Table of Contents
Chromatography Research International
Volume 2014 (2014), Article ID 361405, 11 pages
Research Article

Extraction of Artemisinin, an Active Antimalarial Phytopharmaceutical from Dried Leaves of Artemisia annua L., Using Microwaves and a Validated HPTLC-Visible Method for Its Quantitative Determination

1Natural Products Research Laboratory, School of Studies in Chemistry and Biochemistry, Vikram University, Ujjain, Madhya Pradesh 456 010, India
2Green Technology Department, Ipca Laboratories Limited, Ratlam, Madhya Pradesh 457 002, India

Received 23 May 2014; Accepted 7 September 2014; Published 1 October 2014

Academic Editor: Qizhen Du

Copyright © 2014 Himanshu Misra et al. This is an open access article distributed under the Creative Commons Attribution License, which permits unrestricted use, distribution, and reproduction in any medium, provided the original work is properly cited.

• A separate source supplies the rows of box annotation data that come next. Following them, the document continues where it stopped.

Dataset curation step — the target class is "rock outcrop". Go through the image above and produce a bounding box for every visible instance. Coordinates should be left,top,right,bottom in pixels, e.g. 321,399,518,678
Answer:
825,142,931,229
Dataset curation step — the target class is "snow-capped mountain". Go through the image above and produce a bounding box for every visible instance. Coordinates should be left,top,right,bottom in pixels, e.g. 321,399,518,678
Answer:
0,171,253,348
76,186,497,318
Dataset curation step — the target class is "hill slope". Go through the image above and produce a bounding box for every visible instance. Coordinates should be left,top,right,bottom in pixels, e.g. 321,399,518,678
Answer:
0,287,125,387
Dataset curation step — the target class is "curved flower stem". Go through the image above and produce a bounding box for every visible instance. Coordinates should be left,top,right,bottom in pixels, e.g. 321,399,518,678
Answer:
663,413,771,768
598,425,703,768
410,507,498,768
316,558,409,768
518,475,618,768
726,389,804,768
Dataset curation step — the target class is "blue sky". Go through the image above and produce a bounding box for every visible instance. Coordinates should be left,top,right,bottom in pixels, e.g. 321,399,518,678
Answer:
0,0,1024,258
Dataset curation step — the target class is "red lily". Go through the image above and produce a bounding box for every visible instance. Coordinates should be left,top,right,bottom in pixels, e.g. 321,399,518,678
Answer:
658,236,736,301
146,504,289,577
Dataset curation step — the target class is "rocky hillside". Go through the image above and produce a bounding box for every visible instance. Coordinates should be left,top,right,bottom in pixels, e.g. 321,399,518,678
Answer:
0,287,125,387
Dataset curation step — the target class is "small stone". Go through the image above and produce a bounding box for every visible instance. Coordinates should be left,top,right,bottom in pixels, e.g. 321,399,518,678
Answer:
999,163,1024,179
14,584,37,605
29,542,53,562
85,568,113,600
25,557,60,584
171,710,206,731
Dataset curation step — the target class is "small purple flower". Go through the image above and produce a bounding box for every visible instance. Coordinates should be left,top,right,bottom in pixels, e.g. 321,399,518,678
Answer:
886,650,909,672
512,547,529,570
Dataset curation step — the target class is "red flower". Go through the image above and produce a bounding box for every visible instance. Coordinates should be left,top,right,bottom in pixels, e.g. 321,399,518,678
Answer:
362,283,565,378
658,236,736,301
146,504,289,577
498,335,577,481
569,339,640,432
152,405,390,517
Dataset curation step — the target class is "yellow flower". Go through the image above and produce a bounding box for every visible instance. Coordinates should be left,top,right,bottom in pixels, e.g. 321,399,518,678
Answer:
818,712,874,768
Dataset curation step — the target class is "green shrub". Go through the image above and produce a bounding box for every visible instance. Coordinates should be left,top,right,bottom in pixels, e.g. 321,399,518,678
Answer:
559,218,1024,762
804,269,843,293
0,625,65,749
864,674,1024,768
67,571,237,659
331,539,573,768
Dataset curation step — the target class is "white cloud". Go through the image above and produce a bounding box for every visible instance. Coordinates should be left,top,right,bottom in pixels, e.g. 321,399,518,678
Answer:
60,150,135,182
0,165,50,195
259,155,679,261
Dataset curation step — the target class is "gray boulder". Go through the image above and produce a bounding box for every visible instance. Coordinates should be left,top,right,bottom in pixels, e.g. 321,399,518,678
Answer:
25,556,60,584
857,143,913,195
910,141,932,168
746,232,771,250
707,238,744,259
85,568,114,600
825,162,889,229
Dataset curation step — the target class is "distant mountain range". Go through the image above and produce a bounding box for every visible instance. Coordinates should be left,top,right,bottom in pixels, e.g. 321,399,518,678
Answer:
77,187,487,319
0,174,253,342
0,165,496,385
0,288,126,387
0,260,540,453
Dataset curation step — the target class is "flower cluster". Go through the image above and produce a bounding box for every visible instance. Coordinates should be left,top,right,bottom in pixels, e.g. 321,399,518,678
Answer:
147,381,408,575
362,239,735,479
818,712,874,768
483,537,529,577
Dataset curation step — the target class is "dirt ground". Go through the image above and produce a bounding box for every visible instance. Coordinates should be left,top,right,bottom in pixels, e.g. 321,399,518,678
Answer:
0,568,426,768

A simple, rapid, precise, and accurate high-performance thin-layer chromatographic method coupled with visible densitometric detection of artemisinin is developed and validated. Samples of the dried Artemisia annua leaves were extracted via microwaves using different solvents. This method shows the advantage of shorter extraction time of artemisinin from leaves under the influence of electromagnetic radiations. Results obtained from microwave-assisted extraction (MAE) were compared with hot soxhlet extraction. Chromatographic separation of artemisinin from plant extract was performed over silica gel 60 F254 HPTLC plate using n-hexane : ethyl acetate as mobile phase in the ratio of 75 : 25, v/v. The plate was developed at room temperature 25 ± 2.0°C. Artemisinin separation over thin-layer plate was visualized after postchromatographic derivatization with anisaldehyde-sulphuric acid reagent. HPTLC plate was scanned in a CAMAG’s TLC scanner 3 at 540 nm. Artemisinin responses were found to be linear over a range of 400–2800 ng spot−1 with a correlation coefficient 0.99754. Limits of detection and quantification were 40 and 80 ng spot−1, respectively. The HPTLC method was validated in terms of system suitability, precision, accuracy, sensitivity (LOD and LOQ), and robustness. Additionally, calculation of plate efficiency and flow constant were included as components of validation. Extracts prepared from different parts of the plant (leaves, branches, main stem, and roots) were analyzed for artemisinin content, in which, artemisinin content was found higher in the leaf extract with respect to branches and main stem extracts; however, no artemisinin was detected in root extract. The developed HPTLC-visible method of artemisinin determination will be very useful for pharmaceutical industries, which are involved in monitoring of artemisinin content during different growth stages (in vitro and in vivo) of A. annua for qualitative and quantitative assessment of final produce prior to commercial-scale processing for assessment of cost-benefit ratio.